The balance of the roles are essayed capably by Nomi Mitty as Jefferson’s daughter Martha, who is an uptight keeper-of-the-flame, and Richard Biggs as Jefferson’s freedom-seeking son Madison. Diann McCannon directs with compassion and all-out fire in a mutually hateful confrontation between Jefferson’s imperious daughter and his loyal Sally (who at one point calls herself a half-sister to Jefferson’s dead wife).

In “Father, I Must Have Rice,” race relations between Asians and blacks are both seriously and humorously explored during a wedding rehearsal. The bride (Deborah Swisher) is Japanese/African (as she likes to call herself) and the groom is Japanese/American.

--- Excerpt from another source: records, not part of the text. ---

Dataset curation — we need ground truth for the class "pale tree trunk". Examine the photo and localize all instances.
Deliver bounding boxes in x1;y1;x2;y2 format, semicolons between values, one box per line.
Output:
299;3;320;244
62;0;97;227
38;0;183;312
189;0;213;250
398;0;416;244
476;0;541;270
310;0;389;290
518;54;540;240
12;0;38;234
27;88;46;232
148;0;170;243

Patti Yasutake’s direction is slipshod, but the production is salvaged by its humor and its provocative dialogue (“Blacks are the only Americans who came to this country against their will”). There are two solid performances: actress Takayo Fischer’s wacky and lovable portrait of the groom’s Japanese mother and actor William Marshall’s festering, sensitive study of a black father accompanied by his Japanese wife. Deep down he wants his black/Japanese daughter to marry black, not Japanese.

This is a father who complains that at weddings “rice bags are racially insulting. You don’t see blacks throwing watermelon seeds at black weddings!”

The play cleverly enlarges upon the “Colors” of the title. A scheduled third one-act, Michael Hayne’s “All That Lasts,” dealing with native American Indians, was indefinitely postponed.